SEARCH ENGINE SURVEY
An overview of the mapmakers of cyberspace

Gisle Hannemyr

[Feedback] [Previous] [Gisle Hannemyr's Home Page]

At the time of writing (July 2000), more than 700 search engines can be accessed through the Internet, most of them by means of a web page that allow users to set up searches and view a ranked result.

This web page is part of an continuing effort to create a survey of some of these search engines (in particular those targeted towards locating information) and the multifarious data repositories and informations spaces they allow people to search in.

A search engine is software system that assists people in locating resources. An important class of search engines are those whose primary function is to search for information. They are by now means ubiquitous, a large (and growing) number of search engines assists people in locating other things than information, such as jobs, services and physical objects (e.g. books, CDs, online auction items, houses, cars and even other people). Such search engines fall outside the scope of this survey.

Basic Concepts

There is a lot of information (or data1) in the world. Not all of it can be located through the Internet (at least not yet), but a lot of it can now (at least in principle) be found by by means of some Internet search engine.

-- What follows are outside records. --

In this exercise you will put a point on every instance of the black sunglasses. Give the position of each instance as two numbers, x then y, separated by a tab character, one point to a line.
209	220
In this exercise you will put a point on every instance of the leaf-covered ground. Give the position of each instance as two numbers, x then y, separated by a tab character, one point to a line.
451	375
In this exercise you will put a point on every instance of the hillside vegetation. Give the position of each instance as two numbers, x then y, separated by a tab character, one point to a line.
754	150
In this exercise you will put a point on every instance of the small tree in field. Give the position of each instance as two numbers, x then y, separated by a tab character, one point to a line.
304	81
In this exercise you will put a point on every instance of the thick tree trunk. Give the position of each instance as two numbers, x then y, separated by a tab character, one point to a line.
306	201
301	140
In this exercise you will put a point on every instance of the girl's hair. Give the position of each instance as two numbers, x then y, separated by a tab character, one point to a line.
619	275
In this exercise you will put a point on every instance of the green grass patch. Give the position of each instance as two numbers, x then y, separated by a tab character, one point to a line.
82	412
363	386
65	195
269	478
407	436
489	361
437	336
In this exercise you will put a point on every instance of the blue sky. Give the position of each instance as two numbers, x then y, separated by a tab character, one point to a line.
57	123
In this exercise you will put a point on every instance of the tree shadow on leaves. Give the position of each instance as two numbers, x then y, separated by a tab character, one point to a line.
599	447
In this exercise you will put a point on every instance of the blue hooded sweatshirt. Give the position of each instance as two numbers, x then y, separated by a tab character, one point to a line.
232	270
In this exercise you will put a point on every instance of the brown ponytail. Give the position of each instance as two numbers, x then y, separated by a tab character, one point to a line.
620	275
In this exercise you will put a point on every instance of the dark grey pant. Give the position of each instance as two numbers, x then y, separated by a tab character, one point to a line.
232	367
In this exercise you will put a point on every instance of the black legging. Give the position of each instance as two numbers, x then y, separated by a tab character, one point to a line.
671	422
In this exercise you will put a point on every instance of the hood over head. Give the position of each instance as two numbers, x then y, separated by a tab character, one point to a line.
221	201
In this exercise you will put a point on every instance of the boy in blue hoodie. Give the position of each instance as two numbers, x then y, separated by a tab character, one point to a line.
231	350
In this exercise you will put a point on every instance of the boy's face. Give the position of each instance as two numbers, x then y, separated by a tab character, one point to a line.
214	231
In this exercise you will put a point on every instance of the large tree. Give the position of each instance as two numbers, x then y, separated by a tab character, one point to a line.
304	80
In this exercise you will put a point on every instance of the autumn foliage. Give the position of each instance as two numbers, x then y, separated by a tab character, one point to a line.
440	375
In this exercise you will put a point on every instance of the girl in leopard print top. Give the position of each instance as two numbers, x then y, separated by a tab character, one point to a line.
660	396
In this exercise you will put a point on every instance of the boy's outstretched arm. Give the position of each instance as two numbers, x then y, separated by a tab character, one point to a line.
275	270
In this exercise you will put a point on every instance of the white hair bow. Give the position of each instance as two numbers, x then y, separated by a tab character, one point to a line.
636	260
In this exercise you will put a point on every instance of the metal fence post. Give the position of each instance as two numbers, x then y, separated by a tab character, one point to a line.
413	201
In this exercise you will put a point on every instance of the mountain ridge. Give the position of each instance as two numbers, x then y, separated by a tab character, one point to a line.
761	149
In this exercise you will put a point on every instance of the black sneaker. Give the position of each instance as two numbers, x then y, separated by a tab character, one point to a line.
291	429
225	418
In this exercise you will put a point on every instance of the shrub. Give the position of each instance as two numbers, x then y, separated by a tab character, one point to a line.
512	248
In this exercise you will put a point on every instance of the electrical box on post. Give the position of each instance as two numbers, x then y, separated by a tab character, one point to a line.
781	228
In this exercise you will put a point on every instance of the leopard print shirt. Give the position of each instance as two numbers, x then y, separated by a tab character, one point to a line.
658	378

Search engines can be thought of as mapmakers in information space. They explore the landscape of information and create maps in the shape of internal structures that are supposed to help travellers find their way in the chaotic warehouse of superabundant information that most people see when they first are confronted with the World Wide Web.

Not all search engines map the same information space. Some search engines map the resources that can be downloaded from open ftp (file transfer protocol) repositories around the globe, other the resources that are resident on the World Wide Web (technically, this means that they map resources visible through the http, hyper text transfer protocol, since this protocol is what techically defines which part of the Internet landscape belongs to the World Wide Web). A third protocol that also defines a clearly delineated information space is nntp (network news transfer protocol), which techncally defines what is known as "network news" (not to be confused with what consititues "news" in "old media" such as television and periodicals) or more descriptive "Usenet discussion groups". To make things even more complicated, some search engine not only explore information spaces delinated by technical protocol, but by genre. For instance, they may monitor and map breaking news (in the "old media" sense) distributed by wire services and/or news oriented media on the World Wide Web.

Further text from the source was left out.